6 Mart 2012 Salı

Yitirmeden...

Sokakta tek başıma yürümenin tadı hep bambaşka olacak benim için sanırım. Kendimle baş başa kaldığım bu anlarda aklım başıma geliyor hep. Dün de (bir pazar sabahı oluyor bu) daha afyonum patlamadan okula proje yapmaya giderken yine şimşekler çaktı kafamda. Şimşekleri çakan ise alttaki şarkıydı:


Yitirmeden'i her dinleyişimde bu şarkıyı keşfetmemi sağlayan ikizimi:) bir kez daha özlüyorum. Dinledikçe anlıyorum ne kadar kör olduğumuzu, hayatımızdaki güzellikleri doğru düzgün göremediğimizi. Günün koşturmacası içinde durup düşünmeye zamanımız olmuyor, işte bunu dinleyince durup düşünüyorum. Yitirmeden anlamıyor insan, sevdiklerimizin bizim için ne kadar önemli olduğunu.

"...Yakın durmanın zor olduğu ortada
Uzak olmak her zaman en kolay
Ama en zoru..."

Küsmek çok basit, ya da birbirini görmezden gelmek. Aramamakta, ziyaret etmemekte, trip atmakta üstümüze yok. Sudan bahaneler uğruna esirgiyoruz sevgimizi. Geriye sadece paylaşamadığımız anlar kalıyor. Her gün ise biraz daha gecikiyoruz birbirimize sarılmakta. Sırf burnumuzdan kıl aldırmamak için, özlem içimizi kemirdiği halde tutuyoruz kendimizi.

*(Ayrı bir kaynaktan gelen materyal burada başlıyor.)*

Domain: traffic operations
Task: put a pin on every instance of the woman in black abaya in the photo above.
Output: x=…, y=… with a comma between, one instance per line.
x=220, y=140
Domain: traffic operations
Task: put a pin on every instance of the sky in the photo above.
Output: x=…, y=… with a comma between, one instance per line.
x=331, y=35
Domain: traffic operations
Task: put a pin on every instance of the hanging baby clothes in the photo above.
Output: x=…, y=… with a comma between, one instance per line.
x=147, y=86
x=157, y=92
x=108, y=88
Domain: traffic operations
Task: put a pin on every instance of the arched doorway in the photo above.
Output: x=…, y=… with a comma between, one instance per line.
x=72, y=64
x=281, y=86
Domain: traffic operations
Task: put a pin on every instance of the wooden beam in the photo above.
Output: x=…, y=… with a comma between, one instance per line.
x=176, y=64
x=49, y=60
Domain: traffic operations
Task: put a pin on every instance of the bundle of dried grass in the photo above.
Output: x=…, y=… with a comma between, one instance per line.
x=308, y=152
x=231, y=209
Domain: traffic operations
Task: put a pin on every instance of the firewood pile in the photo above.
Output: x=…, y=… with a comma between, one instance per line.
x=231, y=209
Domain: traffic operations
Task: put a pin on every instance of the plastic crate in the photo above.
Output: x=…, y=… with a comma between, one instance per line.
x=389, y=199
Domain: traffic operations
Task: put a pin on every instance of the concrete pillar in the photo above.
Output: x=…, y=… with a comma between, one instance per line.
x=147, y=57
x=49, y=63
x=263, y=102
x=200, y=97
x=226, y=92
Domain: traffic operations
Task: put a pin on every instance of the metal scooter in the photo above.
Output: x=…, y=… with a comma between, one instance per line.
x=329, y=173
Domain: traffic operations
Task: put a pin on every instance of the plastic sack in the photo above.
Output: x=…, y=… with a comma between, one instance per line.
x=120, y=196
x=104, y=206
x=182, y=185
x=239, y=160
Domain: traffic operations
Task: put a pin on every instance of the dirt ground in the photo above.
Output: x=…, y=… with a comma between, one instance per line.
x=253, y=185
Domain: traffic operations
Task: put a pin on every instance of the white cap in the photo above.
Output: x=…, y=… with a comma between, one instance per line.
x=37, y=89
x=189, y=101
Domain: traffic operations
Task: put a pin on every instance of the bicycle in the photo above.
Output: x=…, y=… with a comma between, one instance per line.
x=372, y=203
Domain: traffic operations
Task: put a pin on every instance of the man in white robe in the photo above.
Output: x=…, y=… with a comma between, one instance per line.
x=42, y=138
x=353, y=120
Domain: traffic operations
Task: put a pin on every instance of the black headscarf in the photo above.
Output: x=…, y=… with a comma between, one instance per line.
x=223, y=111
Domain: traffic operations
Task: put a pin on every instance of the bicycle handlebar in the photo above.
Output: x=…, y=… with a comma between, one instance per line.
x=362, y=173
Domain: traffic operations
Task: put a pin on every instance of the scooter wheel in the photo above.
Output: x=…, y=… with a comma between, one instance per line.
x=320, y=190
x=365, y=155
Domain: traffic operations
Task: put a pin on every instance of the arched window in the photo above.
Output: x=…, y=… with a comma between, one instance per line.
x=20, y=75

İşte bu şarkı sözleri gerçekleri yüzüme vuruyor. Sevdiklerinden kilometrelerce uzakta olunca anlıyor insan, yakında olduğu zamanların değerini bilmediğini. Sevdiğine küsünce anlıyor insan, özlemin ne kadar güçlü bir his olduğunu. O zaman fark ediyorum sevgiyi sözlü olarak da paylaşmanın önemini, karizmamız çizilmesin diye kendimizi tutmanın anlamsızlığını. Onun için durmayın, sarılın birbirinize.